ベッドルームに降ろされて、嫌な予感がした。
スーパーに行こうって言ったのに。
「なんでそうなったの」
「お前が笑ったから」
「……ちゃんとスーパーいく?」
「うん、あとで連れてく」
「じゃあいいよ」
「凛音、かわいい」
倫太郎はそういうときだけ名前で呼ぶ。
普段は頑なに名前を呼ばないくせに。
「倫太郎もかわいいよ」
「めちゃくちゃにされたいか?」
「されてもいいよ、やり返すけど」
「俺はお前がやり返してきたら、心が耐えられない」
「なにを想像したの」
泣かないように必死で顔をしかめるので、抱き締めて胸に頭を寄せる。
急に何かを想像して泣き出すことはよくあるけれど、どんなことを私にされているのか全然話してくれない。
お前はずるいだとか、お前は性格が悪いだとか、身に覚えがない罪を倫太郎は責めてくる。
話を聞き出したあとは、倫太郎が被害妄想のし過ぎて傷付いてしまっていることが分かるので、しょうがないなぁこの人、と思いつつ受け止める。

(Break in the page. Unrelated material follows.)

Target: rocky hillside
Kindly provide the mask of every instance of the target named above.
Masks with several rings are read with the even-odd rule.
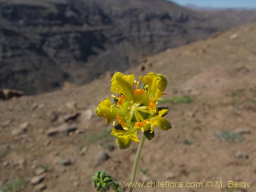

私が笑いかけるだけで、この世で一番自分が幸せみたいな顔をする人だから、面倒な部分も可愛く思えた。
「好きだよ」
「俺もたぶん、好きだと思う」
「私が倫太郎のことを嫌いって言ったらどう思う?」
「死ぬ」
「どう思うって聞いたのに……」
「考えただけで吐きそう」
「ごめんって。考えないでいいよ、好きだから」
「凛音に嫌われたら俺は生きていけない」
死にそうな声で縋りつくので、倫太郎がやりたいようにやらせることにした。
力を抜いて、身を任せる。
「お好きにどうぞ」
「そういうところが俺の頭をめちゃくちゃにする」
首筋に触れる唇の感触を感じながら、目を閉じる。
倫太郎がいつか、私を許してくれますように。
知らずに追い詰めて、知らずに深い傷を付けた私を、許して恋してくれますように。
そう願う日が、なくなりますように。